“I first took the women to my personal house to hide them. Then I took the men to the mosque,” the imam told the BBC, which protected his identity for safety reasons. He said he wanted to help them because 40 years ago, the Christians in the area allowed the Muslims to build a mosque.
He stood his ground when the attackers arrived and demanded he bring the Christians out of his mosque, threatening to kill him and burn down the structure.
Along with a number of other Muslims in the community, he pleaded with the attackers and to his amazement, they left, but burnt two nearby churches on their way out.
“Ever since they took us into the mosque, not once did they ask us to leave, not even for them to pray,” said the local Christian leader. “They provided dinner and lunch for us and we are grateful.”
The Christians ended up staying with the imam for five days, after which they relocated to a displaced persons camp that houses 2,000 people similarly chased out of their homes. For these Christians, there is no going back – their homes, livelihoods and animals were destroyed and there is no presence of government security forces to protect them.
The latest violence claimed the lives of 238 Christians over the weekend in Nigeria’s central Plateau State. It is part of a campaign of “pure genocide,” according to activists in the region. The Christian Association of Nigeria reported more than 6,000 Christians have been killed this year alone.
“There is no doubt that the sole purpose of these attacks is aimed at ethnic cleansing, land grabbing and forceful ejection of the Christian natives from their ancestral land and heritage,” the organization said in a statement.
The Christians charge the government with ignoring the slaughter, saying it falsely paints the killings as clashes between farmers and herdsmen.

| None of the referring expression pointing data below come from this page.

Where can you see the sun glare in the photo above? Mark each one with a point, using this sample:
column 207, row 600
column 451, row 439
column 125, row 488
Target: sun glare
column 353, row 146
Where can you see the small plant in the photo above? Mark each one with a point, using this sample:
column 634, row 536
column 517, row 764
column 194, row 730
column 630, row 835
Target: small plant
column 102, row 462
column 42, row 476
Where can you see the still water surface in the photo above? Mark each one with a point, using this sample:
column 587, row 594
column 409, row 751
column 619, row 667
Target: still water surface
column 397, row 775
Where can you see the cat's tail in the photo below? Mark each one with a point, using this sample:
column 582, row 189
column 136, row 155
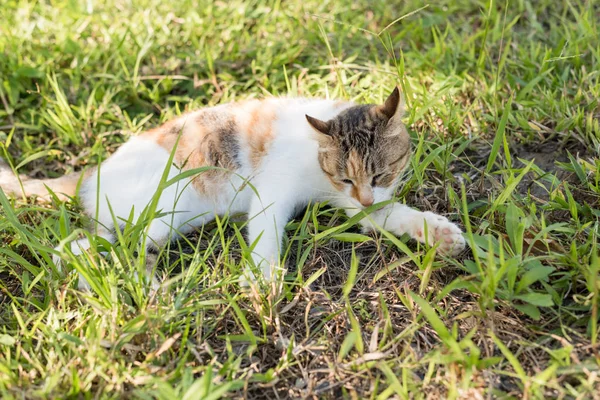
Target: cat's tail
column 64, row 187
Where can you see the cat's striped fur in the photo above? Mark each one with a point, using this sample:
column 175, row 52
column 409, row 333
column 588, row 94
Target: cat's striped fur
column 271, row 156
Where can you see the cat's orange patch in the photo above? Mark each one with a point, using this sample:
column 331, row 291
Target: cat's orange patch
column 205, row 140
column 257, row 119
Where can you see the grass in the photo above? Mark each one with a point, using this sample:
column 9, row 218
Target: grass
column 504, row 114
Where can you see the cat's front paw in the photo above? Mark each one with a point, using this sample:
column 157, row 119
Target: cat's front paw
column 448, row 234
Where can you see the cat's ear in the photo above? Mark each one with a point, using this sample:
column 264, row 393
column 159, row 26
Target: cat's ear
column 321, row 126
column 393, row 106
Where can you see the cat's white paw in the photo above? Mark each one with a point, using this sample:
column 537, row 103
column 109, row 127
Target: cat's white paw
column 448, row 234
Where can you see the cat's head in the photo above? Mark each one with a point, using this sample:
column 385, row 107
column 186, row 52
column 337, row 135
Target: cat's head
column 364, row 149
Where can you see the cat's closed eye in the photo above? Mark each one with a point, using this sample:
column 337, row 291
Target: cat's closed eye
column 375, row 179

Yet, they ask, “How can it be a clash when one group is persistently attacking, killing, maiming, destroying and the other group is persistently being killed, maimed and their places of worship destroyed?”
The campaign against the Christians is waged by Fulani herdsmen, some of whom are believed to be foreigners.
In the latest attacks over the weekend, authorities say five communities were rampaged, although locals say the number was 11.
“They killed four of my children,” a 70-year-old man in tears told the BBC.
Chanting “Allahu Akbar [God is greatest],” the Fulanis looted the houses and shops and then set them on fire. They burned the livestock as well as the churches.
A survivor of one such attack showed the BBC a mass grave. “In this community alone 83 persons died,” he said, “see how they are buried. We were born here. Where do they want us to run to?”